Players Chow Down at 60th Beef Bowl at Lawry's in Beverly Hills

The Iowa football team is scheduled to participate in the 60th Beef Bowl Sunday at Lawry's The Prime Rib in Beverly Hills, one day before its opponent in Friday's 102nd Rose Bowl Game, Stanford.

The Beef Bowl began in 1956 and is older than all but the Rose, Orange, Cotton, Sugar and Sun bowls. It is billed by organizers as college football's most enduring pre-bowl game tradition.

The Hawkeyes will be participating in the Beef Bowl for the first time since 1990.

"The Beef Bowl -- how do you get better than that," said Iowa coach Kirk Ferentz, who attended the event in 1981 as the Hawkeyes' offensive line coach.

Ferentz said he would tell his players to "enjoy themselves" and to "go a little bit crazy, but not too crazy."

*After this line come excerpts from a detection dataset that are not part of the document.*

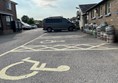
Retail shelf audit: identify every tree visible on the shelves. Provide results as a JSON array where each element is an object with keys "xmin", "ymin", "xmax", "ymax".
[{"xmin": 21, "ymin": 15, "xmax": 29, "ymax": 23}]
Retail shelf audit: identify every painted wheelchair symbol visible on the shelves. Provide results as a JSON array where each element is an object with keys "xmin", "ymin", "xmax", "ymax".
[{"xmin": 0, "ymin": 57, "xmax": 70, "ymax": 80}]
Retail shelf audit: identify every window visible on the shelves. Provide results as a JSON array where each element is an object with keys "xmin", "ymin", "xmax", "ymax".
[
  {"xmin": 6, "ymin": 1, "xmax": 12, "ymax": 10},
  {"xmin": 97, "ymin": 6, "xmax": 103, "ymax": 17},
  {"xmin": 105, "ymin": 2, "xmax": 111, "ymax": 15},
  {"xmin": 91, "ymin": 10, "xmax": 95, "ymax": 19}
]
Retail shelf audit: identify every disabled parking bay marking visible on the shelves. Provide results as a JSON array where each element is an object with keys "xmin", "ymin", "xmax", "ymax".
[{"xmin": 0, "ymin": 57, "xmax": 70, "ymax": 80}]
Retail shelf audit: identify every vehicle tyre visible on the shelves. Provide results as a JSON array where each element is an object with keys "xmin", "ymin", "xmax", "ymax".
[
  {"xmin": 47, "ymin": 27, "xmax": 52, "ymax": 32},
  {"xmin": 68, "ymin": 26, "xmax": 74, "ymax": 31}
]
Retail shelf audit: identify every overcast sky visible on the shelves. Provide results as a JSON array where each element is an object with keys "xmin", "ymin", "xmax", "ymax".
[{"xmin": 12, "ymin": 0, "xmax": 101, "ymax": 20}]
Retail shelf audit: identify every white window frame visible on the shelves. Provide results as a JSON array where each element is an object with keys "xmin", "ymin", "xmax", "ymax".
[{"xmin": 6, "ymin": 1, "xmax": 12, "ymax": 10}]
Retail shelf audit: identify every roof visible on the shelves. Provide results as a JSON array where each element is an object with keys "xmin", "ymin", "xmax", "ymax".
[
  {"xmin": 86, "ymin": 0, "xmax": 108, "ymax": 12},
  {"xmin": 79, "ymin": 4, "xmax": 96, "ymax": 13},
  {"xmin": 0, "ymin": 10, "xmax": 13, "ymax": 16},
  {"xmin": 10, "ymin": 1, "xmax": 17, "ymax": 5}
]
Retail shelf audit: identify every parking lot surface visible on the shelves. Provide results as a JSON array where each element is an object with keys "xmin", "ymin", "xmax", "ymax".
[{"xmin": 0, "ymin": 30, "xmax": 118, "ymax": 83}]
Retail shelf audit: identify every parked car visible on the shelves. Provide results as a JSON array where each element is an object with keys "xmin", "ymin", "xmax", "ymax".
[
  {"xmin": 43, "ymin": 17, "xmax": 75, "ymax": 32},
  {"xmin": 22, "ymin": 22, "xmax": 32, "ymax": 30},
  {"xmin": 31, "ymin": 24, "xmax": 38, "ymax": 29}
]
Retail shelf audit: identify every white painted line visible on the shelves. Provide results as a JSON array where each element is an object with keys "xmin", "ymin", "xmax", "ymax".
[
  {"xmin": 0, "ymin": 33, "xmax": 46, "ymax": 57},
  {"xmin": 86, "ymin": 43, "xmax": 107, "ymax": 49}
]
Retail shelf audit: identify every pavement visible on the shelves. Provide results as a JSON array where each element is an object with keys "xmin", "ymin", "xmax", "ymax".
[{"xmin": 0, "ymin": 29, "xmax": 118, "ymax": 83}]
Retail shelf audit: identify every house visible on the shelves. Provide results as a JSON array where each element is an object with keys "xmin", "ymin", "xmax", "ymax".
[
  {"xmin": 77, "ymin": 4, "xmax": 96, "ymax": 30},
  {"xmin": 0, "ymin": 0, "xmax": 17, "ymax": 34},
  {"xmin": 87, "ymin": 0, "xmax": 118, "ymax": 40}
]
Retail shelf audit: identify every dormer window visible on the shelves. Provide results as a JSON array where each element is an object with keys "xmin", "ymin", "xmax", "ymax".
[
  {"xmin": 6, "ymin": 1, "xmax": 12, "ymax": 10},
  {"xmin": 105, "ymin": 1, "xmax": 111, "ymax": 15}
]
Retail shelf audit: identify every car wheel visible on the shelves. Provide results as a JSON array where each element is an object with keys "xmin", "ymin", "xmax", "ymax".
[
  {"xmin": 47, "ymin": 27, "xmax": 52, "ymax": 32},
  {"xmin": 68, "ymin": 26, "xmax": 74, "ymax": 31}
]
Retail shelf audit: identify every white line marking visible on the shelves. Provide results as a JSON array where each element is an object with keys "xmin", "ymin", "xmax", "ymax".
[
  {"xmin": 0, "ymin": 33, "xmax": 46, "ymax": 57},
  {"xmin": 87, "ymin": 43, "xmax": 107, "ymax": 49}
]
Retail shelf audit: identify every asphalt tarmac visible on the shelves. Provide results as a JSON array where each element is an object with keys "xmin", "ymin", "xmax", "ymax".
[{"xmin": 0, "ymin": 29, "xmax": 118, "ymax": 83}]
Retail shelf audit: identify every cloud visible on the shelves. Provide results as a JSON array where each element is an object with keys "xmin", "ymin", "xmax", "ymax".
[{"xmin": 32, "ymin": 0, "xmax": 57, "ymax": 8}]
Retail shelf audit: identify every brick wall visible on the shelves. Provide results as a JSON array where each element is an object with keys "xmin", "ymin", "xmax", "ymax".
[{"xmin": 88, "ymin": 0, "xmax": 118, "ymax": 39}]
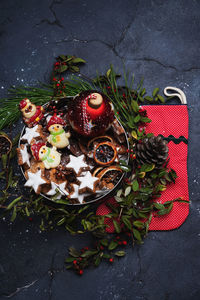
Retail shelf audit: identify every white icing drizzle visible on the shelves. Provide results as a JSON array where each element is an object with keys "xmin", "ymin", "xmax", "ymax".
[
  {"xmin": 46, "ymin": 181, "xmax": 69, "ymax": 199},
  {"xmin": 20, "ymin": 145, "xmax": 31, "ymax": 167},
  {"xmin": 66, "ymin": 154, "xmax": 88, "ymax": 174},
  {"xmin": 77, "ymin": 172, "xmax": 99, "ymax": 190},
  {"xmin": 22, "ymin": 125, "xmax": 40, "ymax": 144},
  {"xmin": 25, "ymin": 170, "xmax": 46, "ymax": 193}
]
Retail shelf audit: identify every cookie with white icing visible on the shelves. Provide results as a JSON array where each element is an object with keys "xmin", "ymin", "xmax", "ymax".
[
  {"xmin": 17, "ymin": 144, "xmax": 31, "ymax": 168},
  {"xmin": 66, "ymin": 154, "xmax": 90, "ymax": 176},
  {"xmin": 21, "ymin": 125, "xmax": 45, "ymax": 144},
  {"xmin": 46, "ymin": 181, "xmax": 69, "ymax": 199},
  {"xmin": 69, "ymin": 184, "xmax": 90, "ymax": 204},
  {"xmin": 77, "ymin": 172, "xmax": 99, "ymax": 194}
]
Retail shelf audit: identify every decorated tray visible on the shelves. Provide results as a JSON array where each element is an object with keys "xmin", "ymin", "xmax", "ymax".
[{"xmin": 17, "ymin": 91, "xmax": 129, "ymax": 205}]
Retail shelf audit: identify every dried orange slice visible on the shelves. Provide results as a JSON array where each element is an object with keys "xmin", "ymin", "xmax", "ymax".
[
  {"xmin": 87, "ymin": 135, "xmax": 113, "ymax": 149},
  {"xmin": 92, "ymin": 167, "xmax": 103, "ymax": 177},
  {"xmin": 93, "ymin": 142, "xmax": 117, "ymax": 166},
  {"xmin": 96, "ymin": 166, "xmax": 123, "ymax": 189}
]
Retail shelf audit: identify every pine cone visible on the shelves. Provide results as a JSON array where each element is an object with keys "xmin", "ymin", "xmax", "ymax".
[{"xmin": 136, "ymin": 136, "xmax": 168, "ymax": 168}]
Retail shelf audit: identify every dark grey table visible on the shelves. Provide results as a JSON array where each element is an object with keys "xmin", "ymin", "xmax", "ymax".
[{"xmin": 0, "ymin": 0, "xmax": 200, "ymax": 300}]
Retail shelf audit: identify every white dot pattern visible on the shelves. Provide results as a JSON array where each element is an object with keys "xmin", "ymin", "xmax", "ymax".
[{"xmin": 97, "ymin": 105, "xmax": 189, "ymax": 233}]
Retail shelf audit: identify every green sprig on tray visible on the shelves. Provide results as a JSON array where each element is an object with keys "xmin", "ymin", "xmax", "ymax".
[{"xmin": 0, "ymin": 55, "xmax": 187, "ymax": 275}]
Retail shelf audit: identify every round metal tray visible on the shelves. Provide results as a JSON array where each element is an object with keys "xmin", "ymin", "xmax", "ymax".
[{"xmin": 18, "ymin": 105, "xmax": 129, "ymax": 206}]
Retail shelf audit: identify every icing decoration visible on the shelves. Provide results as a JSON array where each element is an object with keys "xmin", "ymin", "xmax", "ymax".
[
  {"xmin": 66, "ymin": 154, "xmax": 88, "ymax": 174},
  {"xmin": 25, "ymin": 170, "xmax": 46, "ymax": 194},
  {"xmin": 47, "ymin": 114, "xmax": 70, "ymax": 148},
  {"xmin": 68, "ymin": 91, "xmax": 114, "ymax": 137},
  {"xmin": 46, "ymin": 181, "xmax": 69, "ymax": 199},
  {"xmin": 20, "ymin": 145, "xmax": 31, "ymax": 167},
  {"xmin": 47, "ymin": 113, "xmax": 66, "ymax": 129},
  {"xmin": 77, "ymin": 172, "xmax": 99, "ymax": 193},
  {"xmin": 70, "ymin": 184, "xmax": 89, "ymax": 203},
  {"xmin": 19, "ymin": 98, "xmax": 44, "ymax": 127},
  {"xmin": 22, "ymin": 125, "xmax": 40, "ymax": 144},
  {"xmin": 39, "ymin": 145, "xmax": 61, "ymax": 169}
]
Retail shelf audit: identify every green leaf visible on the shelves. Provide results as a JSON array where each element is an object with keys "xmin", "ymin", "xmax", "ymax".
[
  {"xmin": 6, "ymin": 196, "xmax": 22, "ymax": 210},
  {"xmin": 81, "ymin": 250, "xmax": 98, "ymax": 257},
  {"xmin": 94, "ymin": 256, "xmax": 101, "ymax": 267},
  {"xmin": 106, "ymin": 69, "xmax": 111, "ymax": 78},
  {"xmin": 69, "ymin": 247, "xmax": 80, "ymax": 257},
  {"xmin": 140, "ymin": 164, "xmax": 155, "ymax": 172},
  {"xmin": 140, "ymin": 88, "xmax": 146, "ymax": 96},
  {"xmin": 113, "ymin": 220, "xmax": 121, "ymax": 233},
  {"xmin": 152, "ymin": 88, "xmax": 159, "ymax": 97},
  {"xmin": 115, "ymin": 250, "xmax": 126, "ymax": 257},
  {"xmin": 65, "ymin": 256, "xmax": 74, "ymax": 263},
  {"xmin": 131, "ymin": 100, "xmax": 139, "ymax": 113},
  {"xmin": 122, "ymin": 216, "xmax": 132, "ymax": 230},
  {"xmin": 72, "ymin": 57, "xmax": 86, "ymax": 64},
  {"xmin": 133, "ymin": 228, "xmax": 142, "ymax": 242},
  {"xmin": 124, "ymin": 186, "xmax": 131, "ymax": 197},
  {"xmin": 102, "ymin": 253, "xmax": 111, "ymax": 258},
  {"xmin": 100, "ymin": 239, "xmax": 108, "ymax": 247},
  {"xmin": 70, "ymin": 66, "xmax": 80, "ymax": 72},
  {"xmin": 65, "ymin": 265, "xmax": 73, "ymax": 269},
  {"xmin": 59, "ymin": 54, "xmax": 67, "ymax": 60},
  {"xmin": 108, "ymin": 241, "xmax": 118, "ymax": 250},
  {"xmin": 132, "ymin": 179, "xmax": 139, "ymax": 192},
  {"xmin": 25, "ymin": 206, "xmax": 30, "ymax": 217},
  {"xmin": 144, "ymin": 96, "xmax": 153, "ymax": 102},
  {"xmin": 120, "ymin": 166, "xmax": 131, "ymax": 172},
  {"xmin": 10, "ymin": 206, "xmax": 17, "ymax": 222},
  {"xmin": 133, "ymin": 115, "xmax": 141, "ymax": 123},
  {"xmin": 133, "ymin": 221, "xmax": 144, "ymax": 228},
  {"xmin": 1, "ymin": 154, "xmax": 8, "ymax": 169},
  {"xmin": 140, "ymin": 117, "xmax": 151, "ymax": 123},
  {"xmin": 57, "ymin": 65, "xmax": 68, "ymax": 73}
]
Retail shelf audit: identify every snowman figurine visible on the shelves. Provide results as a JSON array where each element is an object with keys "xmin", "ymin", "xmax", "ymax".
[
  {"xmin": 47, "ymin": 114, "xmax": 70, "ymax": 149},
  {"xmin": 19, "ymin": 98, "xmax": 44, "ymax": 127},
  {"xmin": 31, "ymin": 142, "xmax": 61, "ymax": 169}
]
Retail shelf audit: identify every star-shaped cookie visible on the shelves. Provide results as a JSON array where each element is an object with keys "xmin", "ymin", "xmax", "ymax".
[
  {"xmin": 25, "ymin": 170, "xmax": 47, "ymax": 194},
  {"xmin": 77, "ymin": 172, "xmax": 99, "ymax": 194},
  {"xmin": 66, "ymin": 154, "xmax": 89, "ymax": 175},
  {"xmin": 46, "ymin": 181, "xmax": 69, "ymax": 199}
]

"The big thing about a bowl game (is) you want a team to enjoy it," Ferentz said. "We want to focus when it's time to practice and prepare, but they don't have to do that 24 hours a day."

Approximately 21,100 players and coaches have dined at the Beef Bowl, including 17 Heisman Trophy winners and eight recipients of the Outland Trophy, which honors college football's most outstanding interior lineman, according to Todd Erickson, the event's publicist and author of the 2005 book, "Road to the Rose Bowl," which explores the Rose Bowl Game and the tradition of Lawry's Beef Bowl through players' and coaches' recollections.

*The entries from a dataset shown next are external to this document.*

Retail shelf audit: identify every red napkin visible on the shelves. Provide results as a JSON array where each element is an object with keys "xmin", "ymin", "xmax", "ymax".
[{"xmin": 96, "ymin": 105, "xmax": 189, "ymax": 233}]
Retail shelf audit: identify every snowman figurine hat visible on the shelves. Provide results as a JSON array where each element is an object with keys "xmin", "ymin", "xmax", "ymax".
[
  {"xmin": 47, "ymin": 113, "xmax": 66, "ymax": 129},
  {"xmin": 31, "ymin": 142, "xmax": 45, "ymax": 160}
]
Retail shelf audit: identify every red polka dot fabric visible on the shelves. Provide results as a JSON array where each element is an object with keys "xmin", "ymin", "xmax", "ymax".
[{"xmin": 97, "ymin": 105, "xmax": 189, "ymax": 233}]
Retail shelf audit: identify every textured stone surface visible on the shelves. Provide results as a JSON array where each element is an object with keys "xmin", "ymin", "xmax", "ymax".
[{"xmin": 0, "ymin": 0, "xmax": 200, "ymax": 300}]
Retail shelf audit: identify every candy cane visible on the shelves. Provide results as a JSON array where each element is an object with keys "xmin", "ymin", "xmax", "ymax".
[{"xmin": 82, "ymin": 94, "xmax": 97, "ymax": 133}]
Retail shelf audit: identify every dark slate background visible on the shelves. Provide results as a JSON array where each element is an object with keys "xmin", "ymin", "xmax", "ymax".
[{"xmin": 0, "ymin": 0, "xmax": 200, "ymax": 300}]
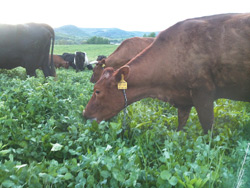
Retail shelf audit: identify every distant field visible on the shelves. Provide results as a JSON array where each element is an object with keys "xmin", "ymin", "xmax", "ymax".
[
  {"xmin": 54, "ymin": 44, "xmax": 118, "ymax": 61},
  {"xmin": 0, "ymin": 45, "xmax": 250, "ymax": 188}
]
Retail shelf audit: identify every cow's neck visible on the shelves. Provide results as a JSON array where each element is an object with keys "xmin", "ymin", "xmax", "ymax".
[{"xmin": 126, "ymin": 50, "xmax": 164, "ymax": 104}]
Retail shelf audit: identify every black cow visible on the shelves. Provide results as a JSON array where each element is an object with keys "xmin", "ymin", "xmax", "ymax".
[
  {"xmin": 0, "ymin": 23, "xmax": 56, "ymax": 77},
  {"xmin": 96, "ymin": 55, "xmax": 107, "ymax": 61},
  {"xmin": 61, "ymin": 52, "xmax": 93, "ymax": 72}
]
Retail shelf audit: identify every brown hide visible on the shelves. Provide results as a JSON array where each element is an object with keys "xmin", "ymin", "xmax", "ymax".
[
  {"xmin": 49, "ymin": 55, "xmax": 69, "ymax": 69},
  {"xmin": 83, "ymin": 13, "xmax": 250, "ymax": 133},
  {"xmin": 90, "ymin": 37, "xmax": 154, "ymax": 83}
]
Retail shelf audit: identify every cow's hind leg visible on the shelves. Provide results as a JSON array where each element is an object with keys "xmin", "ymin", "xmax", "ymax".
[
  {"xmin": 177, "ymin": 106, "xmax": 192, "ymax": 131},
  {"xmin": 192, "ymin": 90, "xmax": 214, "ymax": 134}
]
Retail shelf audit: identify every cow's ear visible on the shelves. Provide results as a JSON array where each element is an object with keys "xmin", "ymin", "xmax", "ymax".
[{"xmin": 115, "ymin": 65, "xmax": 130, "ymax": 82}]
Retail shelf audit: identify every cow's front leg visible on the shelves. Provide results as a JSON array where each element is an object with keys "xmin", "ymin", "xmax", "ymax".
[
  {"xmin": 192, "ymin": 90, "xmax": 214, "ymax": 134},
  {"xmin": 177, "ymin": 106, "xmax": 192, "ymax": 131}
]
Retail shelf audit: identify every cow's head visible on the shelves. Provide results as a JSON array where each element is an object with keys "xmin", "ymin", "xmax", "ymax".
[
  {"xmin": 83, "ymin": 66, "xmax": 130, "ymax": 122},
  {"xmin": 74, "ymin": 52, "xmax": 85, "ymax": 72},
  {"xmin": 90, "ymin": 59, "xmax": 106, "ymax": 83}
]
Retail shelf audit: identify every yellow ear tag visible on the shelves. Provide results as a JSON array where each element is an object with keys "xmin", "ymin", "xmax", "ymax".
[{"xmin": 118, "ymin": 74, "xmax": 127, "ymax": 89}]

More than 82,100 pounds of beef have been consumed at the Beef Bowl, Erickson said.

Lawry's Beef Bowl "is not about what team eats the most," said Richard R. Frank, president and chief executive officer of Lawry's Restaurants Inc.

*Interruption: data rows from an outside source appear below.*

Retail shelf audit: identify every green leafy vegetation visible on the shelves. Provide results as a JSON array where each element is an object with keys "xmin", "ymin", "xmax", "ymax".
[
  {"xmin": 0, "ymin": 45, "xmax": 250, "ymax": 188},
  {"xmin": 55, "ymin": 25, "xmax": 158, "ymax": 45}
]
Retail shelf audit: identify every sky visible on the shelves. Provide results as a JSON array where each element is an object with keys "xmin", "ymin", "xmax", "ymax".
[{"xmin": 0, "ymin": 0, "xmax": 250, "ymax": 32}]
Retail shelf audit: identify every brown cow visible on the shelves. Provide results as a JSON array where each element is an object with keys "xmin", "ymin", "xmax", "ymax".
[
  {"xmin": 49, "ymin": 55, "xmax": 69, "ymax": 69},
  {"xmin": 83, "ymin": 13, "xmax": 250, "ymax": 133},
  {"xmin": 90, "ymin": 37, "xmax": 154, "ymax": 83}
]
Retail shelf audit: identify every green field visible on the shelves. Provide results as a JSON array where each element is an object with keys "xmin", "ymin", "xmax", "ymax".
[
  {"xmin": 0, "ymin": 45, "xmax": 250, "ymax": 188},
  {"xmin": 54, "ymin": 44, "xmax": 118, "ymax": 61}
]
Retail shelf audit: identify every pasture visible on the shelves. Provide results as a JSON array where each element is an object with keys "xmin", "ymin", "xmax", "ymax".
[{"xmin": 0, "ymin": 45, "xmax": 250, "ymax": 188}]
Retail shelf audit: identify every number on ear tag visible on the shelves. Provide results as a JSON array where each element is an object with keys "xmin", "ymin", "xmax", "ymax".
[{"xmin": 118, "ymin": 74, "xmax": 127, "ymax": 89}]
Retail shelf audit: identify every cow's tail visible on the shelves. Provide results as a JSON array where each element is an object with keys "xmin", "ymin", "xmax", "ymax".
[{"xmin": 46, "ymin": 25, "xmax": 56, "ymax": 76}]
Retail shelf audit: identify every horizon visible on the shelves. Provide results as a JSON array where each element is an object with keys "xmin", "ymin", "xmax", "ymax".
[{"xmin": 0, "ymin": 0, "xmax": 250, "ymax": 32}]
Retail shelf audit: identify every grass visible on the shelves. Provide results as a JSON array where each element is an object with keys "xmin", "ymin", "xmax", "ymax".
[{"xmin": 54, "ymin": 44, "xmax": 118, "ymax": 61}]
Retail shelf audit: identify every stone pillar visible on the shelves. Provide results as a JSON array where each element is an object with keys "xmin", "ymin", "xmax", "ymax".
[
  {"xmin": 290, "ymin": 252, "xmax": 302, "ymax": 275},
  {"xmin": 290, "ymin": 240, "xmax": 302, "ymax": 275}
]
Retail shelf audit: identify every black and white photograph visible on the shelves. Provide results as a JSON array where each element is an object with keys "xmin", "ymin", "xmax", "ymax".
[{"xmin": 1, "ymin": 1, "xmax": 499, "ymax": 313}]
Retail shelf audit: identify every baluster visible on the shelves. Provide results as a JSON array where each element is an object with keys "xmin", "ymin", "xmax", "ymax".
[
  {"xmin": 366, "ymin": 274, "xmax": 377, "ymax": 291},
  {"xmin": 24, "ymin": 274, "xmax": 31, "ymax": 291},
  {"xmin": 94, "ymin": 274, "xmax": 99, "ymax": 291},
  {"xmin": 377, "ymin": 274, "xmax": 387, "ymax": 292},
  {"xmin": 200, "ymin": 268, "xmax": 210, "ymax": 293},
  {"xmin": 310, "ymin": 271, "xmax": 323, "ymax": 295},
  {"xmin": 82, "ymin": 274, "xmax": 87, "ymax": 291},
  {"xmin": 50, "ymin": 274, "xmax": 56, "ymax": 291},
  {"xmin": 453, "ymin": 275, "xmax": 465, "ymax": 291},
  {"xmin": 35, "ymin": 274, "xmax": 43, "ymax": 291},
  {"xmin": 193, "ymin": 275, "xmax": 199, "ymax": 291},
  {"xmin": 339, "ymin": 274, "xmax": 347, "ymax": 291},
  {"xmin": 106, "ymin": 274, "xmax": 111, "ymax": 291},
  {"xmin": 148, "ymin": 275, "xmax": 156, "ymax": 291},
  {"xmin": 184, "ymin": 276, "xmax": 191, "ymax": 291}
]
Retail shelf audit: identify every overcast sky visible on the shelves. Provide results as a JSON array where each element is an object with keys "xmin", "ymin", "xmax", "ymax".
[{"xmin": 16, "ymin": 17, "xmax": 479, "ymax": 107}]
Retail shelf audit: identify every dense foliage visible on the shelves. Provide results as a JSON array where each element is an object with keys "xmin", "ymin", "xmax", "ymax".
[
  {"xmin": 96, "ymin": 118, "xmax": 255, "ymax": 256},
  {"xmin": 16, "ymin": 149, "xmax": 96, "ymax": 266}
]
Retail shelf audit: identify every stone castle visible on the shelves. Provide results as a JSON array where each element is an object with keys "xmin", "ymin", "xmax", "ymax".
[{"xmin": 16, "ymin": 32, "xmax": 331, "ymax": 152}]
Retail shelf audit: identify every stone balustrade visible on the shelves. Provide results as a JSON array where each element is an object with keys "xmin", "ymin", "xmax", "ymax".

"The purpose of the event is to honor champion student-athletes for their achievement as a team of making it to the Rose Bowl Game," said Frank, whose late father, Richard N. Frank, conceived the Beef Bowl in 1956, shortly after becoming Lawry's president.

"The meal is a large part of the celebration because these are young men with enormous appetites, but it's more about celebrating together away from the practice field in a legendary setting."

In the Beef Bowl's early years, a prime rib eating competition was encouraged and it became extremely popular among the teams and news media covering it.

Its popularity was bolstered between the high correlation of winning the Beef Bowl and winning the Rose Bowl Game. A Scorecard entry in the Jan. 11, 1965 Sports Illustrated noted that each of the first nine Beef Bowl winners went on to win the Rose Bowl Game.

By 1969, the elder Frank felt the competition was not appropriate and there was too much emphasis on consumption and not the sheer enjoyment of a meal and the celebratory nature of the event for each team.

The elder Frank renamed the event as the "Beef Scrimmage" to help the players and media understand it wasn't a competition, but the name was changed back to the Beef Bowl a few years later.

Beef Bowl attendees are allowed seconds, "and that's where we try to draw the line, though from time to time there are players who try to get around that rule," the younger Frank said.

The amount of beef consumed by each team is determined by multiplying the number of prime rib roasts consumed by the average weight of a roast, Erickson said.